Produksi pangan hasil ternak yang tidak cukup disuplai dari produksi dalam negeri (faktanya masih banyak yang diimpor), maka inovasi harus dilakukan dalam rangka mendukung peningkatan kapasitas produksi dalam negeri karena meningkatnya kebutuhan pangan hasil ternak. Hal ini sekaligus memberikan peluang bagi generasi muda untuk memasuki dunia industri peternakan, yang sebenarnya masih sangat prospektif.
“Jika peluang ini tidak diambil dengan dukungan teknologi dan inovasi, maka akan diambil orang lain dan kita akan semakin bergantung pada produk pangan impor. Ketergantungan pangan dan bahan pangan impor yang semakin tinggi akan sangat membahayakan kedaulatan bangsa dan negara kita,” ujar Ali.

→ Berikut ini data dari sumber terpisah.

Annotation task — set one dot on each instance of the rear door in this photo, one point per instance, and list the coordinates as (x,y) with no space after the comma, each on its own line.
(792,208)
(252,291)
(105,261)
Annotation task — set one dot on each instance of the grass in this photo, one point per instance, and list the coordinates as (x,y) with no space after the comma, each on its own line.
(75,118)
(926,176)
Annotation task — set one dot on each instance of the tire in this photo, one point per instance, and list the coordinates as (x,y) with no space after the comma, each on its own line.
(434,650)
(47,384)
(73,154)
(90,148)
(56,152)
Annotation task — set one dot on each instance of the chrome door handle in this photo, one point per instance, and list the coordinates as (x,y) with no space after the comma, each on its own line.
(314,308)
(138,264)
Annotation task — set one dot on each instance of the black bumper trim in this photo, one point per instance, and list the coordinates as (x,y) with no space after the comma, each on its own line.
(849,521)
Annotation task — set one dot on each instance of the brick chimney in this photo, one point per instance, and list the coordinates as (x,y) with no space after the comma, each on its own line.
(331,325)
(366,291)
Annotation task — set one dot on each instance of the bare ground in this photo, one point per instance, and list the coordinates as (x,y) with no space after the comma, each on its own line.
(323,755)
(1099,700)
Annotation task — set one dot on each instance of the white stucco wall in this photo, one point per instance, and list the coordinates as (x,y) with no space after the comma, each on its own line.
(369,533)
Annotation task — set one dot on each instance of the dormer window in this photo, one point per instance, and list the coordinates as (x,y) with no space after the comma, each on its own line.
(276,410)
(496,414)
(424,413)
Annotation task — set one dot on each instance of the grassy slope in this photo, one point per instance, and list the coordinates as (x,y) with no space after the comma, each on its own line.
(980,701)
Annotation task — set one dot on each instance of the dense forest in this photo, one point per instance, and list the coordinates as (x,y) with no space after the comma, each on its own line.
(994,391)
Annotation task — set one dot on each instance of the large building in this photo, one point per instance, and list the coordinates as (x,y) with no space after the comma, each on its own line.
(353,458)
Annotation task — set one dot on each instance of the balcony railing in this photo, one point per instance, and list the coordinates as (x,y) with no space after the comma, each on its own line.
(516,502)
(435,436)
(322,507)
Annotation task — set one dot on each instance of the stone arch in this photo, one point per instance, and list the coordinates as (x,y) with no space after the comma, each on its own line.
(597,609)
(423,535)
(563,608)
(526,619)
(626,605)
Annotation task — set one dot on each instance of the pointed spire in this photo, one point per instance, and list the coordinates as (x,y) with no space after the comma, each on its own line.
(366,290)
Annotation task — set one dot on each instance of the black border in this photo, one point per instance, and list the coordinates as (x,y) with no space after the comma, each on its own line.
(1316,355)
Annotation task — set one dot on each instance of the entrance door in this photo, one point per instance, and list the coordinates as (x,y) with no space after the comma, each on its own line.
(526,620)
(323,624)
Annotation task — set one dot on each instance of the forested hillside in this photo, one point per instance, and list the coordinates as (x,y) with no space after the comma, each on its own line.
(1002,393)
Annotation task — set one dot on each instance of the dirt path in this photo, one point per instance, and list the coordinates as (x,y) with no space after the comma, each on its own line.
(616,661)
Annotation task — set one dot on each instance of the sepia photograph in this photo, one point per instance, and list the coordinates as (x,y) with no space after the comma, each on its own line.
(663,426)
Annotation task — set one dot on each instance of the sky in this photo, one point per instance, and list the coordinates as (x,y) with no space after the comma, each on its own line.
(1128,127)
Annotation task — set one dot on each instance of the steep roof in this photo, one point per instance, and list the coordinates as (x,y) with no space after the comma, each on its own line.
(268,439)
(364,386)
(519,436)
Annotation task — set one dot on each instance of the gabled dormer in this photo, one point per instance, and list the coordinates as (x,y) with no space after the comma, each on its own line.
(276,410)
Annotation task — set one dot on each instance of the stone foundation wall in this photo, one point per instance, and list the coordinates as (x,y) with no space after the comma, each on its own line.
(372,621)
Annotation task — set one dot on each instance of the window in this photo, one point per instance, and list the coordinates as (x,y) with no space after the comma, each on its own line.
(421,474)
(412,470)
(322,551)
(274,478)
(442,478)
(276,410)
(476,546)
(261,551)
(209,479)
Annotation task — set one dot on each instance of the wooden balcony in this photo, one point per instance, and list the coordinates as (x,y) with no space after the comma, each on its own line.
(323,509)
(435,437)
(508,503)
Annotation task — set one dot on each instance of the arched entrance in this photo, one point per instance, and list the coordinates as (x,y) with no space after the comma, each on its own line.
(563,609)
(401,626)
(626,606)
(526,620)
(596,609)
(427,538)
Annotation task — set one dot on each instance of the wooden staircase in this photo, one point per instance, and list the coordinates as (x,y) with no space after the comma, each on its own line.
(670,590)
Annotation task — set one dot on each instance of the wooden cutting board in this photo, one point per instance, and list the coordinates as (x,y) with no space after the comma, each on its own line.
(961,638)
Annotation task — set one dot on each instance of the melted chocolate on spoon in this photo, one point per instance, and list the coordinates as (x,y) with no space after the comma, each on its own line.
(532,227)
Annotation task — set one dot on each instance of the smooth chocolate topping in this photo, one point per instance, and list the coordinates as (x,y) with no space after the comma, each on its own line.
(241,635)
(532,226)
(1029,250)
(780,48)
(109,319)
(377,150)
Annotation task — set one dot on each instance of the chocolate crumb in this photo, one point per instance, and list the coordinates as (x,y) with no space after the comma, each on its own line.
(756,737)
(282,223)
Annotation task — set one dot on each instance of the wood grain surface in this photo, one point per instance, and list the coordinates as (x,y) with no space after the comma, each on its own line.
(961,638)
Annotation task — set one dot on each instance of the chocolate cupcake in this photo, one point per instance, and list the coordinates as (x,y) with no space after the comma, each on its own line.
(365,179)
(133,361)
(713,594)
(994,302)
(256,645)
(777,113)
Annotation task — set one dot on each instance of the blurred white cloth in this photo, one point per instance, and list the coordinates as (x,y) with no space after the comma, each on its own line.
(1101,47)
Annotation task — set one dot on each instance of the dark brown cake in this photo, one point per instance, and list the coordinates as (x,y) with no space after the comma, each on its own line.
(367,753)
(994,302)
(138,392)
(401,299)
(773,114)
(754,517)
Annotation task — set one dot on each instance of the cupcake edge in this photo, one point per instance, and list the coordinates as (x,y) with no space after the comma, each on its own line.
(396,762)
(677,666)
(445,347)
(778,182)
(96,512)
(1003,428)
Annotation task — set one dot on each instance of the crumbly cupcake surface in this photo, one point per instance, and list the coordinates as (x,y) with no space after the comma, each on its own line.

Acara SIMANSTER ke-3 ini mengundang para narasumber praktisi seperti Ir. Tumiyono, MBA, CEO dan owner PT Widodo Makmur Group, Jakarta, yang memiliki pengalaman panjang di bidang usaha peternakan. Sebagai pelaku usaha berpengamalam, sensitivitas terhadap dinamika persoalan baik makro maupun mikro di Indonesia, termasuk bagaimana tetap survive dan berkembang dalam kondisi perekonomian sulit, telah dijelaskan. Narasumber lain adalah Pimpinan Kantor Wilayah BNI Yogyakarta, Bapak Moh. Hisyam, yang menyampaikan strategi dan pentingnya dukungan kelembagaan khususnya dari aspek permodalan. Ir. Nafiatul Umami, S.Pt., M.P., Ph.D., IPM. ASEAN. Eng., dosen Peternakan UGM, menyampaikan perkembangan inovasi hijauan pakan ternak. Selain itu, dihadirkan pula narasumber dari Wageningen University, Belanda, yaitu Dr. Simon Oosting, yang membahas berbagai isu seperti pemanasan global dan sistem peternakan terpadu dalam mendukung pertanian berkelanjutan.
“Simposium diharapkan menginspirasi betapa prospek industri peternakan sangat luas dan sangat kompetitif sehingga mau tidak mau harus mengadopsi teknologi dan melakukan inovasi agar makin kompetitif dan produktif,” ujar Ali.